Sejauh ini Ivander yang ia kenal bukan tipe lelaki yang akan merasa puas dengan satu wanita. Bahkan lelaki itu rela mengeluarkan uang banyak hanya untuk mendapatkan layanan memuaskan diranjang dan wanita yang bersamanya bukan wanita sembarangan. Ia akan melakukan hubungan seperti itu dengan model atau artis-artis muda yang bisa di ajak bersenang-senang.

Bukan tanpa alasan Ivander bersikap seperti itu. Dulu dia adalah pria yang begitu setia pada kekasihnya, bahkan ia akan melakukan apa saja demi membahagiakan kekasihnya, tapi sayang wanita itu malah mengkhianatinya.

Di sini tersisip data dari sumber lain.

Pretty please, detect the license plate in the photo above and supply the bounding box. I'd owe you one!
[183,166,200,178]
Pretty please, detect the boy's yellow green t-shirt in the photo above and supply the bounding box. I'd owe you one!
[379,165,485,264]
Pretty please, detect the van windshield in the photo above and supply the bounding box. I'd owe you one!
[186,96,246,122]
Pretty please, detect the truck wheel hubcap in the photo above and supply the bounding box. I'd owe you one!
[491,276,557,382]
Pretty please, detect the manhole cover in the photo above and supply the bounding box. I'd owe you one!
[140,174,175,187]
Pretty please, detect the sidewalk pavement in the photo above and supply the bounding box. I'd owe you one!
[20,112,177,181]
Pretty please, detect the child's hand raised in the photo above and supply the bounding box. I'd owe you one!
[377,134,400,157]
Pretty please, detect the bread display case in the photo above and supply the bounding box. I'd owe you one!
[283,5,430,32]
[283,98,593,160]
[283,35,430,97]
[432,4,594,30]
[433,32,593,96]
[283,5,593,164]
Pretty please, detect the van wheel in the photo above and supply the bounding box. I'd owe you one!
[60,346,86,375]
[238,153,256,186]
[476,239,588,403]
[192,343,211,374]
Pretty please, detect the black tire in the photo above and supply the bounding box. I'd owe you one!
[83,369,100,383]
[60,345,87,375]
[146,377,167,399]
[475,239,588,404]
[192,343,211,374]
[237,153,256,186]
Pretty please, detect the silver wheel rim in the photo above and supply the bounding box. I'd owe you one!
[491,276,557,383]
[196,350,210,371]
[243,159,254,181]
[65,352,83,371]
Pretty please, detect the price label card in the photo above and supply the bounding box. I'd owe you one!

Cheril, gadis yang pernah membuat Ivander begitu tergila-gila padanya, tapi malah meninggalkannya demi karir dan uang. Disaat Ivander sangat membutuhkannya gadis itu malah meninggalkannya begitu saja tanpa kabar. Semenjak hari itulah Ivander tidak pernah lagi percaya pada yang namanya cinta dan kesetiaan.

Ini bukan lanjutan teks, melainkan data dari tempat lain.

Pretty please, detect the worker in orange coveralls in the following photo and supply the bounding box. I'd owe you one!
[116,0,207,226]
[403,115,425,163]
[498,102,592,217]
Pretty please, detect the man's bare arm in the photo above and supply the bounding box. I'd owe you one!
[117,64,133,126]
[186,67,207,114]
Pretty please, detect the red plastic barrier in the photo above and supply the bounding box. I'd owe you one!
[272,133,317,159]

Dimatanya wanita itu hanya seperti kertas tisue yang ketika ia butuh akan ia gunakan dan setelah selesai ia akan mencampakkannya. Miris bukan? Seorang pria yang memiliki separuh harta kekayaan dari keluarga besarnya malah tidak bisa memiliki cinta dalam hidupnya.

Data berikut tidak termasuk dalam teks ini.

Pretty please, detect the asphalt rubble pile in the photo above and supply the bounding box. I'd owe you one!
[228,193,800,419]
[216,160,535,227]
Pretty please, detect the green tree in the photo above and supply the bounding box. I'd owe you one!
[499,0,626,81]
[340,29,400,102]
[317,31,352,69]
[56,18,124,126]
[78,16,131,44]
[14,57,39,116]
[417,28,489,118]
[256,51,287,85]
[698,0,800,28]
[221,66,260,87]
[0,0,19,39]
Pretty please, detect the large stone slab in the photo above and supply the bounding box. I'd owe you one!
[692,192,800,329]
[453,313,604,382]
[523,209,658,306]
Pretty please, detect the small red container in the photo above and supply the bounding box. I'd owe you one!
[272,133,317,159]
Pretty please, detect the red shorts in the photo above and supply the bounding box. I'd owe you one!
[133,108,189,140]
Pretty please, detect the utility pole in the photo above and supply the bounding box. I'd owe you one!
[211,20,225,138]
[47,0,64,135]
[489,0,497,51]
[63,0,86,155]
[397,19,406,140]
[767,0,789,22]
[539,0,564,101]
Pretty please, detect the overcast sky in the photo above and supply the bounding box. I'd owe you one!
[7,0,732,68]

"Van, Lo udah banyak minum. Sekarang kita pulang. Gue ga mau Lo buat keributan disini nanti," ajak Gery yang langsung memapah sahabatnya yang telah tidak sadarkan diri karena terlalu banyak minum.

Ivander, Lo tu ya mestinya bersyukur terlahir dari keluarga kaya raya. Mestinya lo udah mendapatkan calon istri yang baik tapi Lo malah merusak hidup Lo kayak gini. Ga abis pikir gue sama jalan pikiran Lo, gumam Gery saat mengantarkan Ivander pulang.

Dia tidak mengerti mengapa sahabatnya itu tidak bisa move on dari Cheril? Padahal di dunia ini masih ada gadis yang jauh lebih baik darinya.

Terkadang Gery merasa kasihan dan miris pada sahabatnya itu tapi mau bagaimana lagi? Ivander  tidak hanya sekedar sahabatnya tapi juga atasannya. Mau tidak mau dia akan melakukan apa yang diperintahkan padanya.

Gery membawa Ivander ke apartemennya. Lelaki itu tidak akan berani membawa Ivander pulang ke penthouse jika dalam keadaan seperti ini. Pastinya ia akan dimarahi habis-habisan oleh mamanya Ivander. Makanya untuk mengamankan sahabatnya itu ia akan membawanya ke apartemen pribadi Ivander. Setelah merapikan selimut dan memastikan sahabatnya tidur dengan nyaman, Gery kembali ke rumahnya.